Research Overview:
Endothelial cells are dynamic integrators of their microenvironment, translating physiological and pathological cues into coordinated biological responses. As key regulators of vascular function, they play central roles in both health and disease.
The Fish Lab investigates the molecular mechanisms that govern endothelial cell biology across a spectrum of vascular and cardiometabolic diseases. We discovered that somatic KRAS mutations within the endothelium are the primary cause of sporadic brain arteriovenous malformations (bAVMs). Building on this finding, we developed preclinical models of bAVM and leverage human patient-derived samples, including organoid systems and high-throughput screening platforms, to identify and test novel therapeutic strategies.
Our research also examines how systemic inflammation and endothelial activation may create a susceptibility to cardiac damage during chemotherapy. We study how tumours influence the cardiac vasculature, how endothelial cells respond to chemotherapeutic agents, and how they communicate with cardiomyocytes through extracellular vesicles. In other projects in the lab, we investigate how diabetes alters cardiac microvascular function and how heart failure affects the brain, with the goal of defining vascular mechanisms that link multi-organ disease.
We employ a multidisciplinary and translational approach that integrates zebrafish and mouse models of cardiovascular disease, cultured human endothelial cells, organoid systems, and analysis of human clinical specimens.
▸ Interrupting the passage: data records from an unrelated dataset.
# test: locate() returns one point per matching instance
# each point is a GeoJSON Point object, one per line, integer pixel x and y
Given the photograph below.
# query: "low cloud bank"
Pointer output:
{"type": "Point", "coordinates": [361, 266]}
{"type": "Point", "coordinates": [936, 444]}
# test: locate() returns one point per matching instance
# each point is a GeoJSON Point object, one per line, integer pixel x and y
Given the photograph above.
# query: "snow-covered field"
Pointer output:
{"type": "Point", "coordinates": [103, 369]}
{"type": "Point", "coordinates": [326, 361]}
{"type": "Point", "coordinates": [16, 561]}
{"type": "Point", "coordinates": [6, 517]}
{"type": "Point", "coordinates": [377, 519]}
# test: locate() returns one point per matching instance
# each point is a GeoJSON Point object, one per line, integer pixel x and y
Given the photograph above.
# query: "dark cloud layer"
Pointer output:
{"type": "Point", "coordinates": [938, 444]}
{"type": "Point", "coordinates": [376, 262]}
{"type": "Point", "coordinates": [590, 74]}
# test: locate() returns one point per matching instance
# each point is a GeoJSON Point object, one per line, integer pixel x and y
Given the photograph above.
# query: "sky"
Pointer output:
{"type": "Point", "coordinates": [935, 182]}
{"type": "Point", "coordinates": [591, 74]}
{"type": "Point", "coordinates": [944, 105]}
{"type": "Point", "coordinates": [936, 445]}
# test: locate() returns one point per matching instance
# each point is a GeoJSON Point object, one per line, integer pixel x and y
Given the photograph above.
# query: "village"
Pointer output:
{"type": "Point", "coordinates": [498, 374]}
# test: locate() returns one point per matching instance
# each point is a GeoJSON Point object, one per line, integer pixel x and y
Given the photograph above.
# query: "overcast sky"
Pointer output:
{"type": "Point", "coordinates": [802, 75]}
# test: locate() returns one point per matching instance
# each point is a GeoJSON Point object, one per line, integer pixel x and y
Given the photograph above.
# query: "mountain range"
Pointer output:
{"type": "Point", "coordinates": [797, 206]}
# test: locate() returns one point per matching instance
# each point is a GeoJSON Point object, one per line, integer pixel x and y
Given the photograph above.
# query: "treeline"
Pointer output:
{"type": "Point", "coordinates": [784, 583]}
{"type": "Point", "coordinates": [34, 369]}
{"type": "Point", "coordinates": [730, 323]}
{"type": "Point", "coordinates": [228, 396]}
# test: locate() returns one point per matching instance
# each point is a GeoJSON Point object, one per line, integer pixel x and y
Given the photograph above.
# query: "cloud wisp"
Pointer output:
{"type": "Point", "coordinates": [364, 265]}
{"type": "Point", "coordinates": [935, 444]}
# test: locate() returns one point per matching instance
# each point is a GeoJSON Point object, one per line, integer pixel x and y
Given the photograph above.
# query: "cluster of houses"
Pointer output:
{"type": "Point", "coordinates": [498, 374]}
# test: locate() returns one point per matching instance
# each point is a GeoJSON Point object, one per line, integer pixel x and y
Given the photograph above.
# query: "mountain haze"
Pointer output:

The Fish lab is a vibrant training environment where intellectual curiosity, scientific rigor, and team science are valued. Close collaboration with clinician-scientists enables us to move discoveries from bench to bedside.
Our experimental toolkit includes functional interrogation of signaling and gene regulatory pathways, genome-wide approaches to define transcriptional networks, CRISPR-based genome engineering, high-throughput screening, and mechanistic studies of extracellular vesicle-mediated communication.